Maybe We Should Open a Washington Office

By Doug Pinkham
Public Affairs Council President

September 16, 2009

How's this for stating the obvious?

"We're having to think much more about the role of government in the economy," said Mohamed A. el-Erian, CEO of Pimco, the world's largest bond fund, in a recent article in The Washington Post.

It seems that certain Wall Street firms have suddenly realized that federal policy-making not only affects their short-term profitability, it has become integral to their future business plans.

Though companies receiving federal assistance clearly have a reason to stay close to Washington, other financial firms have also awakened to the reality that government matters.  Many banks and investment firms have had a presence in Washington for years, but some apparently only recently got the message.

They are opening up D.C. offices, hiring lobbyists, monitoring legislation and - for the first time - considering how new regulations might affect their investment decisions. According to the Post, Pimco traditionally assessed the risk of new investments by considering five financial criteria, but has recently added a new benchmark: the impact of federal policy-making.

The fact is that government has always mattered. Washington has always had the potential to open up new markets or shut down a firm in its infancy.

In the excellent book, "Winning the Influence Game: What Every Business Leader Should Know About Government," leadership consultant Michael Watkins and his coauthors note that "the ability to influence government rule making has probably never been more critically important, to companies large and small, than it is today."  Why? Watkins lists three reasons:

  • Government involvement in business is growing.
  • Technological innovations are changing the way the world works.
  • We are in the midst of a fundamental restructuring of the economy, driven by technology, that is impacting all sectors of business.
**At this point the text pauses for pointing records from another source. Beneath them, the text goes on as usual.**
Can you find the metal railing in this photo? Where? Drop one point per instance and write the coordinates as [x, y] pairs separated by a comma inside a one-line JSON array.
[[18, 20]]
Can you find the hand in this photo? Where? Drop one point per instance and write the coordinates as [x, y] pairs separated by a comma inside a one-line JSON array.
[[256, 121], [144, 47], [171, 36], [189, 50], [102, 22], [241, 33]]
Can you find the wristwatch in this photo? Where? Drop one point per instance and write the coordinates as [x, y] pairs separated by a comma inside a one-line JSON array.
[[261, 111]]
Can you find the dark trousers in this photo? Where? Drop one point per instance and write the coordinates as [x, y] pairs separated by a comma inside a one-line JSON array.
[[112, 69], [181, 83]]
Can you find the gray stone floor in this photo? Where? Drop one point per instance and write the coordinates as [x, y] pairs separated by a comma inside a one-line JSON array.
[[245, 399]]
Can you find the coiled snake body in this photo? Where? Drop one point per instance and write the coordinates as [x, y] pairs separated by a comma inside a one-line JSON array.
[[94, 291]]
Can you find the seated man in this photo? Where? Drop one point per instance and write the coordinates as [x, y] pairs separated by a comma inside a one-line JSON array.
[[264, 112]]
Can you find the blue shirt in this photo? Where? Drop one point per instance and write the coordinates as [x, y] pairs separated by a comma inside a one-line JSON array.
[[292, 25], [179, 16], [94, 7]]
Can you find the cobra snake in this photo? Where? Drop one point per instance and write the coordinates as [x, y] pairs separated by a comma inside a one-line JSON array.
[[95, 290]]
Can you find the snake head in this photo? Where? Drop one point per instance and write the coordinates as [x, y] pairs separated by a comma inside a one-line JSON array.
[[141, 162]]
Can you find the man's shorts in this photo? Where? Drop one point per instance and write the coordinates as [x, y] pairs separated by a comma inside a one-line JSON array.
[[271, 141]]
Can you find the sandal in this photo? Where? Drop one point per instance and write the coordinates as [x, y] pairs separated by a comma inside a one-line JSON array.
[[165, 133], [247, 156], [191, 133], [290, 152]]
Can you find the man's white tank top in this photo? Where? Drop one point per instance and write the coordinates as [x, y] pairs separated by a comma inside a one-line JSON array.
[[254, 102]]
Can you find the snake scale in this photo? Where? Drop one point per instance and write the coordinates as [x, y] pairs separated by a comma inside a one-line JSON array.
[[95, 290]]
Perhaps this would be a good time to mention that the book, co-written by former Rep. Mickey Edwards and Usha Thakrar, was written nine years ago - long before the current financial crisis.

"Winning the Influence Game" also provides five undeniable examples of how government affects business:

  • Government decides who owns what information.
  • Government influences which standards dominate and how they are developed.
  • Government places restrictions on mergers, alliances and acquisitions.
  • Government decides what can and cannot be exported.
  • Government imposes taxes.

So why has it taken so long for so many companies to discover that having a presence in Washington is a good move? The reason is that CEOs are trained in the sciences of finance and operations, not in the art of public affairs. Business schools teach deal-making, not policy-making. They study competition in the marketplace of goods and services, not in the marketplace of ideas.

But you don't have to go to business school to be ignorant about the role of government. As Bill Gates famously said in 1995, "I'm sorry that we have to have a Washington presence. We thrived during our first 16 years without any of this." That was before Microsoft discovered the hard way that running afoul of Washington can be very, very expensive. Now Microsoft, along with a host of other IT companies, has one of the best-staffed and effective public affairs operations in the nation's capital.

************

In other news this past week, the U.S. Court of Appeals for D.C. upheld a 2007 ethics law requiring trade associations to disclose the names of contributors to their lobbying activities. The National Association of Manufacturers (NAM) had challenged the law on First Amendment grounds, saying that contributors should be allowed to remain anonymous.

The law in question is the Honest Leadership and Open Government Act, which decreased the threshold for disclosure of those members participating in the lobbying activities of an association. The act also changed the amount a member can contribute to an association without being required to disclose its membership. Instead of a $10,000 semiannual contribution, the trigger would be a quarterly contribution of at least $5,000. NAM had argued that the new rules could discourage member involvement and deny them their rights to privacy and association, according to The Hill.